The Indiana Court of Appeals affirmed a neighbor of a mentally ill man shouldn't have been able to purchase the man's farm because the man was incompetent when he signed the sales contract.
In James Nichols v. Estate of Ernest M Tyler, No. 45A04-0811-CV-640, the appellate court determined the trial court didn't err when it concluded Ernest Tyler was incompetent in February 2005 to convey his farm nor did it err by determining James Nichols failed to rebut the presumption of undue influence over Tyler with regard to the real property transfer.
I cannot but help raise my eyebrows at the fact that the attorney who drew up the Power of Attorney did not question Tyler's competency.
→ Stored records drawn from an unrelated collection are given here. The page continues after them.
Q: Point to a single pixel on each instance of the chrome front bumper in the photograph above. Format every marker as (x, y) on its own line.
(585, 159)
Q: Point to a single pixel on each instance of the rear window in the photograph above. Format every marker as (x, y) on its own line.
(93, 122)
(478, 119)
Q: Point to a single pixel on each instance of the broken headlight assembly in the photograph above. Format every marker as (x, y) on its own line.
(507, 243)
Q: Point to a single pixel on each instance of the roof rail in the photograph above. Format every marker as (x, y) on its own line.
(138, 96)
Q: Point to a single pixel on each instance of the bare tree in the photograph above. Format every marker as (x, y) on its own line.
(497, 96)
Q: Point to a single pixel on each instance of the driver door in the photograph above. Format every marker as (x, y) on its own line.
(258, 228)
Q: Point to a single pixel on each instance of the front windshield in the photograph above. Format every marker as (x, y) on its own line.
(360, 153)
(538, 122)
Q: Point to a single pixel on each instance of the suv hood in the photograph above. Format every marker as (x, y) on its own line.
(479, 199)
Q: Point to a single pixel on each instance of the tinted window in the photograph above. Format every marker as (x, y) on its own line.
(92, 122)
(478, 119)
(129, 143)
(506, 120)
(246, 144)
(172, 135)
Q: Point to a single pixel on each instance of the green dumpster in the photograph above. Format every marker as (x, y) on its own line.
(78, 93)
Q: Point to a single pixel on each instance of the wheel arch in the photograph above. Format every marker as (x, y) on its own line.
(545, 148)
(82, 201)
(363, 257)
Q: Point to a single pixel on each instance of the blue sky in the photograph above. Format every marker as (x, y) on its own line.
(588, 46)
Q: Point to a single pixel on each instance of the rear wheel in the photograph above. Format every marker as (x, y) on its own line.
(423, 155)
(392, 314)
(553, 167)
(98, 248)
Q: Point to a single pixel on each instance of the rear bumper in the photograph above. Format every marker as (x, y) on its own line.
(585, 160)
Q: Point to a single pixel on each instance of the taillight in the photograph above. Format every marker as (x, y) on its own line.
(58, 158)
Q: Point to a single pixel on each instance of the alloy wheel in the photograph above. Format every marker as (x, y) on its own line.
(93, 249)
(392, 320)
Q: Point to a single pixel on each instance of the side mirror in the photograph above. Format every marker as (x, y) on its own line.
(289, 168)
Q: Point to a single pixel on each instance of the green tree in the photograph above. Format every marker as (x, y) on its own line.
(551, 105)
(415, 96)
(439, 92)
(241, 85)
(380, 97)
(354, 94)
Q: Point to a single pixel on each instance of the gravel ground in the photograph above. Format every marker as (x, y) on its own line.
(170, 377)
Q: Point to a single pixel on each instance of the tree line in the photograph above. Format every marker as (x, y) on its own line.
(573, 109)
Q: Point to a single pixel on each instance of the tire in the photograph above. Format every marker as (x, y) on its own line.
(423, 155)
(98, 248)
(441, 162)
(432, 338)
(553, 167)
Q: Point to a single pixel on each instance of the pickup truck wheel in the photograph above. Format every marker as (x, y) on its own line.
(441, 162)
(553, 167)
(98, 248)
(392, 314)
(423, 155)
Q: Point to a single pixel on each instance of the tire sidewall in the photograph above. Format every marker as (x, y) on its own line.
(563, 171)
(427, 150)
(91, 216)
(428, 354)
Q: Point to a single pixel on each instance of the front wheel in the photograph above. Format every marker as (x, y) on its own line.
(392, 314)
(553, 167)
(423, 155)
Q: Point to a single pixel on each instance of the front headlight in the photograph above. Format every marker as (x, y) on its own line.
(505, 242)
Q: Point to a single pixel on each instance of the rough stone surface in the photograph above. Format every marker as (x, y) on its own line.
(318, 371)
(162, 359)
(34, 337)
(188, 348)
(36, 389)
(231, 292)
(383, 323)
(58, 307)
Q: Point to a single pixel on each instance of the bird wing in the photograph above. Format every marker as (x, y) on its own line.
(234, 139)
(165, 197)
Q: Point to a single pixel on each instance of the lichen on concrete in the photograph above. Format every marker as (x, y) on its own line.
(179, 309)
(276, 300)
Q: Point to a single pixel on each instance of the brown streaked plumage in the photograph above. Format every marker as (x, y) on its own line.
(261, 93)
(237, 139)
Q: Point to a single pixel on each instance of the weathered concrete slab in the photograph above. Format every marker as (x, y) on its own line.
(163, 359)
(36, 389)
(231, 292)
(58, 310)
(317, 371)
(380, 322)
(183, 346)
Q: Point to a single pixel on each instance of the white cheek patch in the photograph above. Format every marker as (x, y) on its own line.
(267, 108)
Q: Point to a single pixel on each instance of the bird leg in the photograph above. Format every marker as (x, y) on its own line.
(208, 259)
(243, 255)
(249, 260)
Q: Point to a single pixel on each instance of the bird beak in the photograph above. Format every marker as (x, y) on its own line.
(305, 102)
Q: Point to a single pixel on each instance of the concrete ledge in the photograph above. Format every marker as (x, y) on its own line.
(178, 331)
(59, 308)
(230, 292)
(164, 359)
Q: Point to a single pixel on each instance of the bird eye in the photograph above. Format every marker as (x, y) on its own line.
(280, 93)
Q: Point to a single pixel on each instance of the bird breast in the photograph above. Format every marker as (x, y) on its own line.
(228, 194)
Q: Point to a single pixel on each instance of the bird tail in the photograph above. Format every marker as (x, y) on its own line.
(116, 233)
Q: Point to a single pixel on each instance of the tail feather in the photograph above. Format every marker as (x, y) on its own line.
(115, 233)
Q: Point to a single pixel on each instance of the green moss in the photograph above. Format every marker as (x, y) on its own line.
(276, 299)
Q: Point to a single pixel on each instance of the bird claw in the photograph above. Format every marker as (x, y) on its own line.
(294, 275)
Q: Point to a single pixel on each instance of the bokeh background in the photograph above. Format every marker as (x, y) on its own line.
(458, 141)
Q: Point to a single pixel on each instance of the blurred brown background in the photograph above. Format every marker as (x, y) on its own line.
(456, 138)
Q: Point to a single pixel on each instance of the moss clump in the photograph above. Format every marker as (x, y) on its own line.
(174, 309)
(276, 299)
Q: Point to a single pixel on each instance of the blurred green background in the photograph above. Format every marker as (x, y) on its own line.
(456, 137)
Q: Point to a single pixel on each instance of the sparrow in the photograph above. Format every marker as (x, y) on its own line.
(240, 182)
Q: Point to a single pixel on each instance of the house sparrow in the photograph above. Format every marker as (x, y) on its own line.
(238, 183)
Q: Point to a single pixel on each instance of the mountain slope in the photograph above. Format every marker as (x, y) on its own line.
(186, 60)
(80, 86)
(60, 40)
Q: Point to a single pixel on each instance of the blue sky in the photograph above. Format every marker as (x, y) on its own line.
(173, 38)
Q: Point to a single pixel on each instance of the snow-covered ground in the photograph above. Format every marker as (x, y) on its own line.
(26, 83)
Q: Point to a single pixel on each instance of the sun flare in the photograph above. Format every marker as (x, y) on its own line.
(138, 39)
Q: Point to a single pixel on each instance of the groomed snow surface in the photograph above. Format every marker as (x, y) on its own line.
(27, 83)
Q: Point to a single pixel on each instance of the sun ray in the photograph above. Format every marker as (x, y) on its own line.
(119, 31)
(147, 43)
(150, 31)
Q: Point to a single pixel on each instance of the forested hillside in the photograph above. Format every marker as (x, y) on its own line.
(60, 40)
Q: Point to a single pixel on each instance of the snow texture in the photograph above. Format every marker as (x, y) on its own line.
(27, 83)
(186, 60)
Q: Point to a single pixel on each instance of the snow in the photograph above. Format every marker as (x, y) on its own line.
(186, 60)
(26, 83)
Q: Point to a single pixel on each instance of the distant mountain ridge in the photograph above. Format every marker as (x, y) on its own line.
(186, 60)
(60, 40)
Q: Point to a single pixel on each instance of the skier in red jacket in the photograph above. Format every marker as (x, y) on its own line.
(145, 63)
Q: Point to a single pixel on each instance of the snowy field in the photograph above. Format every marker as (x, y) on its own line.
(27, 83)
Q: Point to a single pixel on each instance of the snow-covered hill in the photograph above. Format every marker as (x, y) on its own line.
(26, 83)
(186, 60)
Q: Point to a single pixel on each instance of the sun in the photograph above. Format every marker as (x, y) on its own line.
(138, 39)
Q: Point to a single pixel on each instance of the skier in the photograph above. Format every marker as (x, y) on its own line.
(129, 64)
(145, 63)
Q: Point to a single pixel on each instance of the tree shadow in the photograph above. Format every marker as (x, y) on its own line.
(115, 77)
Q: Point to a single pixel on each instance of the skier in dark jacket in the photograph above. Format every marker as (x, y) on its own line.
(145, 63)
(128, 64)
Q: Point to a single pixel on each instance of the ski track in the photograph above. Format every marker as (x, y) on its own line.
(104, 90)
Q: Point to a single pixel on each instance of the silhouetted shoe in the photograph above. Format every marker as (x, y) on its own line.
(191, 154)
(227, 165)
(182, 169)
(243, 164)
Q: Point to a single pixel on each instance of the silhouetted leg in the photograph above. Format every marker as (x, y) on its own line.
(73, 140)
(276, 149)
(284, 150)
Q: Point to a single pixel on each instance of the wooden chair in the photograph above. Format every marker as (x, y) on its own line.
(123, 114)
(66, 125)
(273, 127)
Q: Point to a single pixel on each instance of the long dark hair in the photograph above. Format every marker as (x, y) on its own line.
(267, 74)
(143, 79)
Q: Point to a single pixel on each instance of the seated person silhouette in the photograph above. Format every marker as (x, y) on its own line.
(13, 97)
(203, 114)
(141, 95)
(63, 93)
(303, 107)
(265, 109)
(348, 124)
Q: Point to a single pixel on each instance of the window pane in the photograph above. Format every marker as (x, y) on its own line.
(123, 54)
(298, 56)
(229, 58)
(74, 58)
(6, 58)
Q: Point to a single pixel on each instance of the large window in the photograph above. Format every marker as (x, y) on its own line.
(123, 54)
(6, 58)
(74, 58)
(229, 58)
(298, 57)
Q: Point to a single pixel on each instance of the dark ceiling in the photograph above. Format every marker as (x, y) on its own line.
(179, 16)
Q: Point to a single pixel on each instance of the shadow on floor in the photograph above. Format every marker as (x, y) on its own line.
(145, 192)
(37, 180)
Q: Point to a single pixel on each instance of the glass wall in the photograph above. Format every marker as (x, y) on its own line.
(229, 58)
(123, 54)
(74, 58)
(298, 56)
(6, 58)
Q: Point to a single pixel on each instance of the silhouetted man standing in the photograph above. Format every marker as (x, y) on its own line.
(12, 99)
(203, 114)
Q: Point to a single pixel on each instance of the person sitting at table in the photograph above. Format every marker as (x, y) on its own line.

Meanwhile, looking at the actual opinion, there are some very important facts left out of the news report (pages 2 -3 of the opinion):
In March 2002, with the assistance of Shuster, Tyler formed a revocable living trust and transferred to the trust the real estate, including a 124 acre farm and a farmhouse valued together at about $1.5 million, which he had inherited from his mother. Nichols was the trustee of the trust and Tyler was the sole beneficiary. On February 8, 2005, Tyler signed a Direction to Sign Contract for Conditional Sale of Real Estate (the “Contract”), directing Nichols as trustee to sell his real estate held in trust to Nichols. Nichols took the property by another trust which he formed. Under the terms of the Contract, Tyler retained a life estate in the property, and Nichols was required to pay Tyler $200 per month until Tyler‟s death. Nichols was also responsible for paying all taxes, assessments, and insurance with respect to the property. Throughout the dealings between Tyler, Nichols, and Shuster, Shuster was never made aware of Tyler‟s mental health history.